For around four centuries, the lands which now constitute Israel, the West Bank and Gaza were occupied by the Ottoman empire. After the First World War they were administered by Britain under the Palestine Mandate; after the 1948 Arab war of extermination against the new State of Israel the area beyond the ceasefire lines, including east Jerusalem, was illegally occupied by Jordan (which desecrated and ripped up synagogues and ancient Jewish gravestones).

“Occupied Palestinian territories” is quite simply a lie several times over. This is spelled out with crystal clarity in a new book, Israel on Trial: How International Law is being Misused to Delegitimise the State of Israel by two international lawyers, Matthijs de Blois and Andrew Tucker and published by the Hague Initiative for International Co-operation.

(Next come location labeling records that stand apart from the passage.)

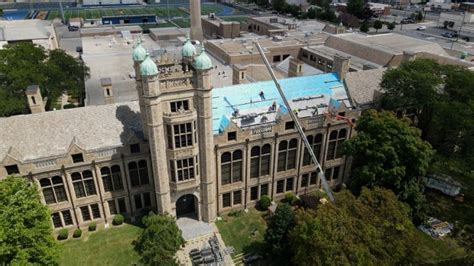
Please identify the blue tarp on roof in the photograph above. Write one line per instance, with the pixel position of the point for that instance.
(245, 96)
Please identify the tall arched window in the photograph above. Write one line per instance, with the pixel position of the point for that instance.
(83, 183)
(316, 143)
(138, 173)
(231, 167)
(287, 155)
(53, 189)
(260, 160)
(336, 139)
(112, 178)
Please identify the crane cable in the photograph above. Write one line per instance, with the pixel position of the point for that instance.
(321, 175)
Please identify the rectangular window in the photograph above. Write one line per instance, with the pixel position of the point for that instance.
(122, 206)
(314, 178)
(289, 184)
(335, 172)
(95, 211)
(138, 201)
(77, 158)
(263, 189)
(146, 199)
(304, 180)
(135, 148)
(182, 135)
(86, 215)
(177, 105)
(237, 197)
(112, 207)
(67, 218)
(12, 169)
(226, 200)
(183, 169)
(289, 125)
(232, 135)
(280, 186)
(254, 193)
(56, 220)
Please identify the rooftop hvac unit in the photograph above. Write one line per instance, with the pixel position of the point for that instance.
(277, 38)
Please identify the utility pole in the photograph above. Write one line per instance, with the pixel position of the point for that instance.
(459, 32)
(62, 11)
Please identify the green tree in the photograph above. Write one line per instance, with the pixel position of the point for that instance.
(364, 27)
(160, 240)
(276, 235)
(356, 8)
(378, 25)
(391, 26)
(373, 229)
(388, 152)
(442, 96)
(25, 64)
(25, 225)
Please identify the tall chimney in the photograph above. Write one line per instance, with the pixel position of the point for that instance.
(295, 68)
(341, 65)
(106, 84)
(196, 28)
(35, 100)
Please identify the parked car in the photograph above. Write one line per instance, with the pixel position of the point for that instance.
(251, 258)
(408, 21)
(448, 34)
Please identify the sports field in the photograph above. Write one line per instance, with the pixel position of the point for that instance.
(160, 11)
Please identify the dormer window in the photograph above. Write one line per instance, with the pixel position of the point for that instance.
(77, 158)
(179, 105)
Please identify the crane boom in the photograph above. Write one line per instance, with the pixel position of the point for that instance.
(321, 176)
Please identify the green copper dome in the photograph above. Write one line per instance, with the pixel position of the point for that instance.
(188, 49)
(203, 62)
(148, 67)
(139, 53)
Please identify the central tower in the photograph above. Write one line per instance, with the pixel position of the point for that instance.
(196, 28)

The authors write that the assumption that East Jerusalem and the West Bank “belonged” to the Palestinian Arabs before Israel conquered them in its (defensive) Six-Day War of 1967 is made with no legal or factual arguments to support this claim. On the contrary, the legal evidence runs comprehensively against it.

Their analysis needs to be read in total to understand the full extent of Israel’s rights to be in these territories and retain them. But on the question of whether or not the term “occupied Palestinian territories” has any meaning in law, the answer is conclusively no.

In 1920 at San Remo, the principal allied powers conferred upon Britain the Mandate to facilitate the creation of a Jewish homeland in Palestine. When Israel was finally restored as a sovereign state in 1948 it inherited those rights to all the land under the Mandate (including Jerusalem and what is now called the West Bank). The belated proposal by the UN in 1947 to treat Jerusalem as a separate entity, a “corpus separatum” under international administration, was opposed by the Arabs who wanted to destroy Israel altogether; and so that proposal was rendered null and void.

Accordingly, the authors write, when Israel took possession of east Jerusalem and the West Bank in 1967 “it was taking physical possession of territory that – as a matter of law – already belonged to Israel”.

And as for the international law that defines an “occupation”, they write: “The law of occupation makes no sense, and has no application, in our submission, when there is no sovereign power that is ‘ousted’ from the territory.” There was no such sovereign power to which in 1967 the West Bank and east Jerusalem belonged. So under international law there is no occupation.

The correct term with which to describe the West Bank and east Jerusalem is the “disputed territories”. If Britain really did want to be apolitical, this is the wording it would use. It chooses not to do so. It uses instead an inflammatory term which propagates a Big Lie.

This tells you everything you need to know about Britain’s (continuing) attitude to the century-old attempt by the Arab world to destroy the Jewish homeland – to which, though law, history and justice, the Jews alone are entitled.

And this is the landmine to which Prince William – an ingenue abroad – is about to be directed by his mine-sweepers to lift up and throw in Israel’s face.